Amazon Elastic MapReduce
Developer Guide (API Version 2009-03-31)
Did this page help you?  Yes | No |  Tell us about it...
« PreviousNext »
View the PDF for this guide.Go to the AWS Discussion Forum for this product.Go to the Kindle Store to download this guide in Kindle format.

Import files with Distributed Cache

Distributed Cache is a Hadoop feature that can boost efficiency when a map or a reduce task needs access to common data. If your cluster depends on existing applications or binaries that are not installed when the cluster is created, you can use Distributed Cache to import these files. This feature lets a cluster node read the imported files from its local file system, instead of retrieving the files from other cluster nodes.

For more information, go to http://hadoop.apache.org/docs/stable/api/org/apache/hadoop/filecache/DistributedCache.html.

You invoke Distributed Cache when you create the cluster. The files are cached just before starting the Hadoop job and the files remain cached for the duration of the job. You can cache files stored on any Hadoop-compatible file system, for example HDFS or Amazon S3. The default size of the file cache is 10GB. To change the size of the cache, reconfigure the Hadoop parameter, local.cache.size using the (Optional) Create Bootstrap Actions to Install Additional Software bootstrap action.

Supported File Types

Distributed Cache allows both single files and archives. Individual files are cached as read only. Executables and binary files have execution permissions set.

Archives are one or more files packaged using a utility, such as gzip. Distributed Cache passes the compressed files to each slave node and decompresses the archive as part of caching. Distributed Cache supports the following compression formats:

  • zip

  • tgz

  • tar.gz

  • tar

  • jar

Location of Cached Files

Distributed Cache copies files to slave nodes only. If there are no slave nodes in the cluster, Distributed Cache copies the files to the master node.

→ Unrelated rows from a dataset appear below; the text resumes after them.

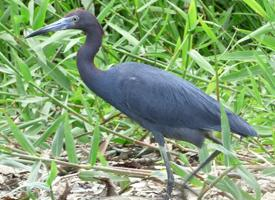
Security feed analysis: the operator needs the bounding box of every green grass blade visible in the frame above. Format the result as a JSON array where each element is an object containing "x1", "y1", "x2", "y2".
[{"x1": 6, "y1": 116, "x2": 35, "y2": 154}]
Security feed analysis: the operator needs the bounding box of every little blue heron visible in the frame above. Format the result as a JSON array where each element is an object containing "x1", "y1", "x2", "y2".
[{"x1": 27, "y1": 10, "x2": 257, "y2": 199}]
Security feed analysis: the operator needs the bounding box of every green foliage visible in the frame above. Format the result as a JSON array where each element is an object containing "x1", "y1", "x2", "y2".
[{"x1": 0, "y1": 0, "x2": 275, "y2": 199}]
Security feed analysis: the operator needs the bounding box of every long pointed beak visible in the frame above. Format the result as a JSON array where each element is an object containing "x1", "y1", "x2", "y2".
[{"x1": 26, "y1": 17, "x2": 75, "y2": 38}]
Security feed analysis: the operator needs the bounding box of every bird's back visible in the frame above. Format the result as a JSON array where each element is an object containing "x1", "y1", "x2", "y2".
[{"x1": 102, "y1": 62, "x2": 257, "y2": 145}]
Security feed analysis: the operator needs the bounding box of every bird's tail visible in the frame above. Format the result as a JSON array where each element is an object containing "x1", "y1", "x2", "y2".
[{"x1": 227, "y1": 112, "x2": 258, "y2": 137}]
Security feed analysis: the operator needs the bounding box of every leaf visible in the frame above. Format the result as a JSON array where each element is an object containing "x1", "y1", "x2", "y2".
[
  {"x1": 33, "y1": 0, "x2": 49, "y2": 29},
  {"x1": 237, "y1": 166, "x2": 261, "y2": 200},
  {"x1": 52, "y1": 121, "x2": 64, "y2": 157},
  {"x1": 243, "y1": 0, "x2": 267, "y2": 18},
  {"x1": 107, "y1": 22, "x2": 139, "y2": 46},
  {"x1": 6, "y1": 116, "x2": 35, "y2": 154},
  {"x1": 34, "y1": 115, "x2": 64, "y2": 146},
  {"x1": 46, "y1": 161, "x2": 58, "y2": 186},
  {"x1": 188, "y1": 49, "x2": 216, "y2": 75},
  {"x1": 220, "y1": 104, "x2": 231, "y2": 166},
  {"x1": 236, "y1": 22, "x2": 275, "y2": 44}
]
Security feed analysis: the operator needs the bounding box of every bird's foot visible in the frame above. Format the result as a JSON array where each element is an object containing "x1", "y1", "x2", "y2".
[{"x1": 164, "y1": 194, "x2": 172, "y2": 200}]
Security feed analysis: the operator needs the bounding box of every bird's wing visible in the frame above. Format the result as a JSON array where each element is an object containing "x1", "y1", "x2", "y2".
[{"x1": 121, "y1": 63, "x2": 220, "y2": 129}]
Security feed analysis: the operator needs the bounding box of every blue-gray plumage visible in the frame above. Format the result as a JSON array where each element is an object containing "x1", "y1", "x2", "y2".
[{"x1": 27, "y1": 10, "x2": 257, "y2": 199}]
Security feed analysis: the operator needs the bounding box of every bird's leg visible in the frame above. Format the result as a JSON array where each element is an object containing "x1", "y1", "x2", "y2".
[
  {"x1": 183, "y1": 150, "x2": 221, "y2": 187},
  {"x1": 183, "y1": 132, "x2": 222, "y2": 187},
  {"x1": 154, "y1": 133, "x2": 175, "y2": 200}
]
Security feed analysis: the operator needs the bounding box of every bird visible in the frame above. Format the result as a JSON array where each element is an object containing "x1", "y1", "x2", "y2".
[{"x1": 26, "y1": 9, "x2": 257, "y2": 200}]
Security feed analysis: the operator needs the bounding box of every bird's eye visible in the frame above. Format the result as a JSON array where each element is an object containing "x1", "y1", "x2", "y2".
[{"x1": 73, "y1": 16, "x2": 79, "y2": 22}]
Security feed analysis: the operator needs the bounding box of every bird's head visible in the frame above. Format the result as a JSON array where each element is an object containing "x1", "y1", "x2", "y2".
[{"x1": 26, "y1": 9, "x2": 103, "y2": 38}]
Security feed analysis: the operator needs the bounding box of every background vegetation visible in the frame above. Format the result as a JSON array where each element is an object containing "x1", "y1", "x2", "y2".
[{"x1": 0, "y1": 0, "x2": 275, "y2": 199}]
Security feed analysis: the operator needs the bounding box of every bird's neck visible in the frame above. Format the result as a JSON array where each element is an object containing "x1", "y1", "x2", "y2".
[{"x1": 77, "y1": 26, "x2": 106, "y2": 97}]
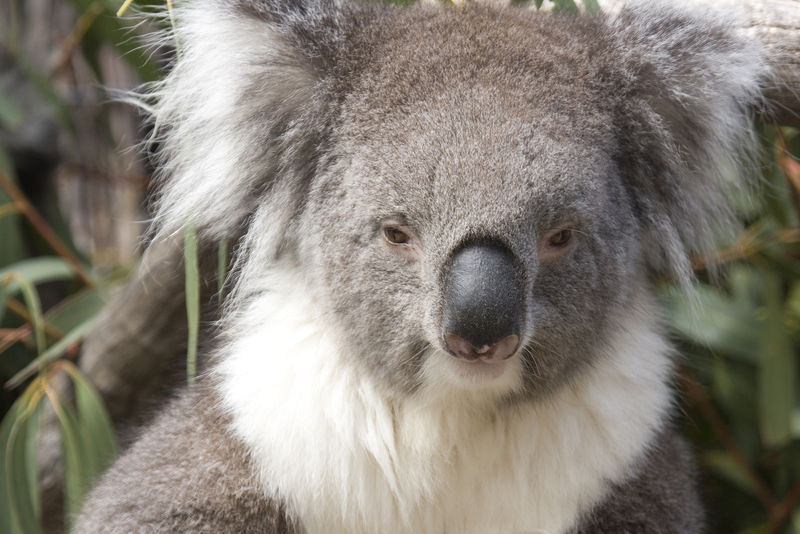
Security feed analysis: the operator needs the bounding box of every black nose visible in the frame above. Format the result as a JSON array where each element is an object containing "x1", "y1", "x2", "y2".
[{"x1": 444, "y1": 243, "x2": 522, "y2": 360}]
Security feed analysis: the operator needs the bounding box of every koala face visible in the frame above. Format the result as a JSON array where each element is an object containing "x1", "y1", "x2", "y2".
[
  {"x1": 155, "y1": 0, "x2": 765, "y2": 406},
  {"x1": 288, "y1": 9, "x2": 645, "y2": 397}
]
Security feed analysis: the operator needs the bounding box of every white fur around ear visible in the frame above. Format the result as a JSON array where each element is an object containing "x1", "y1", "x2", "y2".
[
  {"x1": 610, "y1": 1, "x2": 768, "y2": 282},
  {"x1": 144, "y1": 2, "x2": 317, "y2": 239}
]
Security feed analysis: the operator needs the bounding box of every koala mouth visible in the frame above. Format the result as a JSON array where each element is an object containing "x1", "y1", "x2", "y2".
[{"x1": 444, "y1": 333, "x2": 519, "y2": 364}]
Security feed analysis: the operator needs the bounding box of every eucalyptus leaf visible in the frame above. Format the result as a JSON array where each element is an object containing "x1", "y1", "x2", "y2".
[
  {"x1": 758, "y1": 273, "x2": 797, "y2": 447},
  {"x1": 51, "y1": 398, "x2": 89, "y2": 517},
  {"x1": 0, "y1": 87, "x2": 23, "y2": 130},
  {"x1": 183, "y1": 224, "x2": 200, "y2": 386},
  {"x1": 0, "y1": 395, "x2": 42, "y2": 534},
  {"x1": 664, "y1": 285, "x2": 762, "y2": 364},
  {"x1": 6, "y1": 317, "x2": 97, "y2": 388},
  {"x1": 68, "y1": 366, "x2": 117, "y2": 481},
  {"x1": 44, "y1": 288, "x2": 106, "y2": 332}
]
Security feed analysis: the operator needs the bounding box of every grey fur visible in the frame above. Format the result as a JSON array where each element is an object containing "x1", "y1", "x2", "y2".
[{"x1": 78, "y1": 0, "x2": 764, "y2": 534}]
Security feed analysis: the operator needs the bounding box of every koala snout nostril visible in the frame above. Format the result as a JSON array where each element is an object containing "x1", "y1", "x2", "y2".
[
  {"x1": 442, "y1": 243, "x2": 523, "y2": 361},
  {"x1": 444, "y1": 333, "x2": 519, "y2": 362}
]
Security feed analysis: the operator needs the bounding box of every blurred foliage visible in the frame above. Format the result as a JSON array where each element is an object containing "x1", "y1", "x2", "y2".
[{"x1": 0, "y1": 0, "x2": 800, "y2": 534}]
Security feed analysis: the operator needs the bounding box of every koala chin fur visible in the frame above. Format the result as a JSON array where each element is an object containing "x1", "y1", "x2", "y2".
[{"x1": 76, "y1": 0, "x2": 766, "y2": 534}]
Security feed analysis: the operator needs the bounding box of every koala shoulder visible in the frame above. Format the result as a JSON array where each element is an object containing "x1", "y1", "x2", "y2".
[
  {"x1": 74, "y1": 386, "x2": 296, "y2": 534},
  {"x1": 574, "y1": 430, "x2": 704, "y2": 534}
]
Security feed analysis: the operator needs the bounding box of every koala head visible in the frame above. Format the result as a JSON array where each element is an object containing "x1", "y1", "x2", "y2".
[{"x1": 147, "y1": 0, "x2": 764, "y2": 398}]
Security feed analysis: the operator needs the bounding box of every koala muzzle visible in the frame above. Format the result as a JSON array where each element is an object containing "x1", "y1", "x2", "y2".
[{"x1": 443, "y1": 243, "x2": 523, "y2": 362}]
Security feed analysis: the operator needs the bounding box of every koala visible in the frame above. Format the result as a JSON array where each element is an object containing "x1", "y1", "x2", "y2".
[{"x1": 75, "y1": 0, "x2": 767, "y2": 534}]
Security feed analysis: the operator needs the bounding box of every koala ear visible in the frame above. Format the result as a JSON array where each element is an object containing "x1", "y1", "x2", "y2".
[
  {"x1": 611, "y1": 2, "x2": 767, "y2": 283},
  {"x1": 144, "y1": 0, "x2": 338, "y2": 239}
]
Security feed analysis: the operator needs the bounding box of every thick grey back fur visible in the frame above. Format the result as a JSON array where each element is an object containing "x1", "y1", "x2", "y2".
[{"x1": 79, "y1": 0, "x2": 765, "y2": 534}]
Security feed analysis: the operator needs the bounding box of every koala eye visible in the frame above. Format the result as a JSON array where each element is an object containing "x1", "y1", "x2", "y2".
[
  {"x1": 539, "y1": 228, "x2": 575, "y2": 259},
  {"x1": 547, "y1": 228, "x2": 572, "y2": 248},
  {"x1": 383, "y1": 226, "x2": 411, "y2": 245}
]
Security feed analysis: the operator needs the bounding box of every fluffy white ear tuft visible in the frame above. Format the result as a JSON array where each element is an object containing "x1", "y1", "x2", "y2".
[
  {"x1": 611, "y1": 1, "x2": 768, "y2": 282},
  {"x1": 143, "y1": 2, "x2": 328, "y2": 239}
]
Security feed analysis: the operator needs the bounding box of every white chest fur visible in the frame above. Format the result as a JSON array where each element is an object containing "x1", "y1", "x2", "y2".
[{"x1": 217, "y1": 280, "x2": 671, "y2": 534}]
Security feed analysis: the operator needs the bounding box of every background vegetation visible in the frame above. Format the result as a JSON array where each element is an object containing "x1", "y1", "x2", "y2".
[{"x1": 0, "y1": 0, "x2": 800, "y2": 534}]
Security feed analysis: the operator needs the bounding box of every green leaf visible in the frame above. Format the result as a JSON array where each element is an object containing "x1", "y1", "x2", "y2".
[
  {"x1": 0, "y1": 87, "x2": 22, "y2": 130},
  {"x1": 6, "y1": 317, "x2": 97, "y2": 388},
  {"x1": 183, "y1": 224, "x2": 200, "y2": 386},
  {"x1": 0, "y1": 256, "x2": 75, "y2": 297},
  {"x1": 44, "y1": 288, "x2": 106, "y2": 332},
  {"x1": 664, "y1": 285, "x2": 761, "y2": 363},
  {"x1": 63, "y1": 0, "x2": 161, "y2": 82},
  {"x1": 9, "y1": 273, "x2": 46, "y2": 354},
  {"x1": 0, "y1": 392, "x2": 42, "y2": 534},
  {"x1": 0, "y1": 398, "x2": 23, "y2": 534},
  {"x1": 0, "y1": 146, "x2": 25, "y2": 276},
  {"x1": 758, "y1": 272, "x2": 797, "y2": 447},
  {"x1": 50, "y1": 398, "x2": 89, "y2": 517},
  {"x1": 67, "y1": 365, "x2": 117, "y2": 482}
]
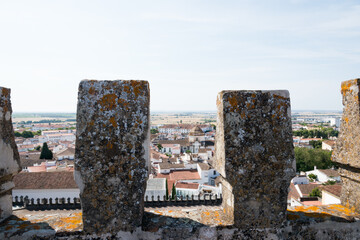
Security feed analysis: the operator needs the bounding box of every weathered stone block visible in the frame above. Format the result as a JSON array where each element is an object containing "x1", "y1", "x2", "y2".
[
  {"x1": 332, "y1": 79, "x2": 360, "y2": 212},
  {"x1": 75, "y1": 80, "x2": 150, "y2": 233},
  {"x1": 0, "y1": 87, "x2": 21, "y2": 221},
  {"x1": 332, "y1": 79, "x2": 360, "y2": 168},
  {"x1": 214, "y1": 90, "x2": 296, "y2": 228}
]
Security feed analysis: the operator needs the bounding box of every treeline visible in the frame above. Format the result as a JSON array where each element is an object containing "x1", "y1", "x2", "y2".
[
  {"x1": 14, "y1": 130, "x2": 41, "y2": 138},
  {"x1": 19, "y1": 119, "x2": 63, "y2": 124},
  {"x1": 293, "y1": 128, "x2": 339, "y2": 139},
  {"x1": 295, "y1": 147, "x2": 334, "y2": 172}
]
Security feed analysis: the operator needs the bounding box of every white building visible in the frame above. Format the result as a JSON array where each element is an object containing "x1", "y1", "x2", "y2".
[
  {"x1": 306, "y1": 166, "x2": 341, "y2": 183},
  {"x1": 189, "y1": 126, "x2": 205, "y2": 143},
  {"x1": 321, "y1": 185, "x2": 341, "y2": 205},
  {"x1": 161, "y1": 144, "x2": 181, "y2": 154},
  {"x1": 55, "y1": 148, "x2": 75, "y2": 160},
  {"x1": 321, "y1": 140, "x2": 335, "y2": 151},
  {"x1": 330, "y1": 118, "x2": 341, "y2": 128},
  {"x1": 12, "y1": 171, "x2": 80, "y2": 202},
  {"x1": 291, "y1": 175, "x2": 309, "y2": 185},
  {"x1": 175, "y1": 182, "x2": 200, "y2": 198},
  {"x1": 144, "y1": 178, "x2": 167, "y2": 200}
]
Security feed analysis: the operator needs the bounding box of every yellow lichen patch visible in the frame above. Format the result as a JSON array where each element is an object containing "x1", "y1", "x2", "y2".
[
  {"x1": 5, "y1": 226, "x2": 13, "y2": 231},
  {"x1": 109, "y1": 117, "x2": 117, "y2": 127},
  {"x1": 32, "y1": 225, "x2": 41, "y2": 230},
  {"x1": 106, "y1": 142, "x2": 114, "y2": 149},
  {"x1": 118, "y1": 98, "x2": 129, "y2": 107},
  {"x1": 130, "y1": 80, "x2": 143, "y2": 97},
  {"x1": 274, "y1": 94, "x2": 289, "y2": 100},
  {"x1": 99, "y1": 94, "x2": 117, "y2": 111},
  {"x1": 91, "y1": 199, "x2": 97, "y2": 208},
  {"x1": 109, "y1": 165, "x2": 115, "y2": 173},
  {"x1": 18, "y1": 223, "x2": 30, "y2": 229},
  {"x1": 341, "y1": 80, "x2": 356, "y2": 95},
  {"x1": 295, "y1": 206, "x2": 320, "y2": 212},
  {"x1": 240, "y1": 111, "x2": 246, "y2": 119},
  {"x1": 228, "y1": 96, "x2": 238, "y2": 111},
  {"x1": 327, "y1": 204, "x2": 357, "y2": 216},
  {"x1": 2, "y1": 88, "x2": 10, "y2": 96},
  {"x1": 287, "y1": 214, "x2": 300, "y2": 220},
  {"x1": 52, "y1": 213, "x2": 82, "y2": 231},
  {"x1": 89, "y1": 87, "x2": 95, "y2": 95}
]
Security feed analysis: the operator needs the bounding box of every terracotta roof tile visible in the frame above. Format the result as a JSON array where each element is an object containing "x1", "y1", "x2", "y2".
[{"x1": 14, "y1": 172, "x2": 78, "y2": 189}]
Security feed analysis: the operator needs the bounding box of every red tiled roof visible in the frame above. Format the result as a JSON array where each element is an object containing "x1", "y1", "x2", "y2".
[
  {"x1": 319, "y1": 169, "x2": 340, "y2": 177},
  {"x1": 170, "y1": 171, "x2": 201, "y2": 180},
  {"x1": 14, "y1": 171, "x2": 78, "y2": 189},
  {"x1": 297, "y1": 184, "x2": 322, "y2": 197},
  {"x1": 301, "y1": 201, "x2": 322, "y2": 206},
  {"x1": 321, "y1": 184, "x2": 342, "y2": 197},
  {"x1": 288, "y1": 183, "x2": 300, "y2": 200},
  {"x1": 175, "y1": 182, "x2": 199, "y2": 189}
]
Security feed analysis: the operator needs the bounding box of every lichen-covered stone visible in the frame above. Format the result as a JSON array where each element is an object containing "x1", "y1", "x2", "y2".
[
  {"x1": 332, "y1": 79, "x2": 360, "y2": 211},
  {"x1": 0, "y1": 87, "x2": 21, "y2": 221},
  {"x1": 214, "y1": 90, "x2": 295, "y2": 228},
  {"x1": 75, "y1": 80, "x2": 150, "y2": 233}
]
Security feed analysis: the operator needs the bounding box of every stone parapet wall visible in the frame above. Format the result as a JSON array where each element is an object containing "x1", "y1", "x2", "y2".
[
  {"x1": 75, "y1": 80, "x2": 150, "y2": 233},
  {"x1": 214, "y1": 90, "x2": 295, "y2": 228},
  {"x1": 332, "y1": 79, "x2": 360, "y2": 211},
  {"x1": 0, "y1": 87, "x2": 21, "y2": 222}
]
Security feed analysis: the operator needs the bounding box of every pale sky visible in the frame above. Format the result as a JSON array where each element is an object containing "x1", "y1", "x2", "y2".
[{"x1": 0, "y1": 0, "x2": 360, "y2": 112}]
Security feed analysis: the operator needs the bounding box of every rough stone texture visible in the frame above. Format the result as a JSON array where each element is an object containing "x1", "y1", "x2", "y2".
[
  {"x1": 332, "y1": 79, "x2": 360, "y2": 212},
  {"x1": 75, "y1": 80, "x2": 150, "y2": 233},
  {"x1": 214, "y1": 90, "x2": 295, "y2": 228},
  {"x1": 0, "y1": 87, "x2": 21, "y2": 221}
]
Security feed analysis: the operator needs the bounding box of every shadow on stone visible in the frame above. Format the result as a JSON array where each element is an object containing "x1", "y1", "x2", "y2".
[{"x1": 0, "y1": 215, "x2": 55, "y2": 239}]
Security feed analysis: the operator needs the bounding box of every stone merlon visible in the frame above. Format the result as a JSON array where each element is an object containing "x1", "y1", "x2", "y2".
[
  {"x1": 0, "y1": 87, "x2": 21, "y2": 222},
  {"x1": 214, "y1": 90, "x2": 295, "y2": 227},
  {"x1": 75, "y1": 80, "x2": 150, "y2": 233}
]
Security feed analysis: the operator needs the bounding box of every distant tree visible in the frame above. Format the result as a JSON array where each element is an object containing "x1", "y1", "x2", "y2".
[
  {"x1": 165, "y1": 178, "x2": 169, "y2": 200},
  {"x1": 171, "y1": 184, "x2": 176, "y2": 200},
  {"x1": 310, "y1": 187, "x2": 322, "y2": 197},
  {"x1": 34, "y1": 130, "x2": 41, "y2": 136},
  {"x1": 323, "y1": 180, "x2": 336, "y2": 185},
  {"x1": 309, "y1": 141, "x2": 322, "y2": 148},
  {"x1": 21, "y1": 131, "x2": 34, "y2": 138},
  {"x1": 14, "y1": 132, "x2": 22, "y2": 137},
  {"x1": 308, "y1": 173, "x2": 317, "y2": 182},
  {"x1": 150, "y1": 128, "x2": 159, "y2": 134},
  {"x1": 295, "y1": 147, "x2": 334, "y2": 172},
  {"x1": 40, "y1": 142, "x2": 53, "y2": 159}
]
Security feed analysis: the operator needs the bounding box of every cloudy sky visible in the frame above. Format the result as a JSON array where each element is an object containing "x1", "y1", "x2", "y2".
[{"x1": 0, "y1": 0, "x2": 360, "y2": 112}]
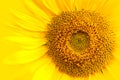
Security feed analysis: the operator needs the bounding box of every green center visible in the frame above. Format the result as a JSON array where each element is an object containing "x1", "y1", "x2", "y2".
[{"x1": 69, "y1": 31, "x2": 90, "y2": 52}]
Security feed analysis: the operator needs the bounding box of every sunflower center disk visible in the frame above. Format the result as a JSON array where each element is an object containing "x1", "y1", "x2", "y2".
[
  {"x1": 68, "y1": 31, "x2": 90, "y2": 52},
  {"x1": 46, "y1": 10, "x2": 115, "y2": 78}
]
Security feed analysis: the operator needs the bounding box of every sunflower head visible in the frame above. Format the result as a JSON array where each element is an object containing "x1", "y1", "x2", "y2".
[{"x1": 46, "y1": 9, "x2": 114, "y2": 77}]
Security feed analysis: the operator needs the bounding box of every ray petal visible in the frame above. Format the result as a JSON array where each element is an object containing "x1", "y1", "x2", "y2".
[
  {"x1": 56, "y1": 0, "x2": 75, "y2": 11},
  {"x1": 4, "y1": 36, "x2": 46, "y2": 45},
  {"x1": 24, "y1": 0, "x2": 50, "y2": 21},
  {"x1": 11, "y1": 10, "x2": 47, "y2": 31},
  {"x1": 3, "y1": 47, "x2": 47, "y2": 64}
]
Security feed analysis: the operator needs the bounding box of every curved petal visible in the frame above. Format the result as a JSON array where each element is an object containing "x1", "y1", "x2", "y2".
[
  {"x1": 24, "y1": 0, "x2": 51, "y2": 21},
  {"x1": 3, "y1": 47, "x2": 47, "y2": 64},
  {"x1": 56, "y1": 0, "x2": 75, "y2": 11},
  {"x1": 4, "y1": 36, "x2": 46, "y2": 46},
  {"x1": 33, "y1": 0, "x2": 61, "y2": 17},
  {"x1": 11, "y1": 10, "x2": 47, "y2": 31}
]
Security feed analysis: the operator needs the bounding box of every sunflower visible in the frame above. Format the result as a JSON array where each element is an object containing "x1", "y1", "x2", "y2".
[{"x1": 1, "y1": 0, "x2": 120, "y2": 80}]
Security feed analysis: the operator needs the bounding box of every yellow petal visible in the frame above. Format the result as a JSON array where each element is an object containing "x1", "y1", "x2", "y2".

Distributed Cache associates the cache files to the current working directory of the mapper and reducer using symlinks. A symlink is an alias to a file location, not the actual file location. The value of the Hadoop parameter, mapred.local.dir, specifies the location of temporary files. Amazon Elastic MapReduce (Amazon EMR) sets this parameter to /mnt/var/lib/hadoop/mapred/. Cache files are located in a subdirectory of the temporary file location at /mnt/var/lib/hadoop/mapred/taskTracker/archive/.

If you cache a single file, Distributed Cache puts the file in the archive directory. If you cache an archive, Distributed Cache decompresses the file, creates a subdirectory in /archive with the same name as the archive file name. The individual files are located in the new subdirectory.

You can use Distributed Cache only when using Streaming.

Access Cached Files From Streaming Applications

To access the cached files from your mapper or reducer applications, make sure that you have added the current working directory (./) into your application path and referenced the cached files as though they are present in the current working directory.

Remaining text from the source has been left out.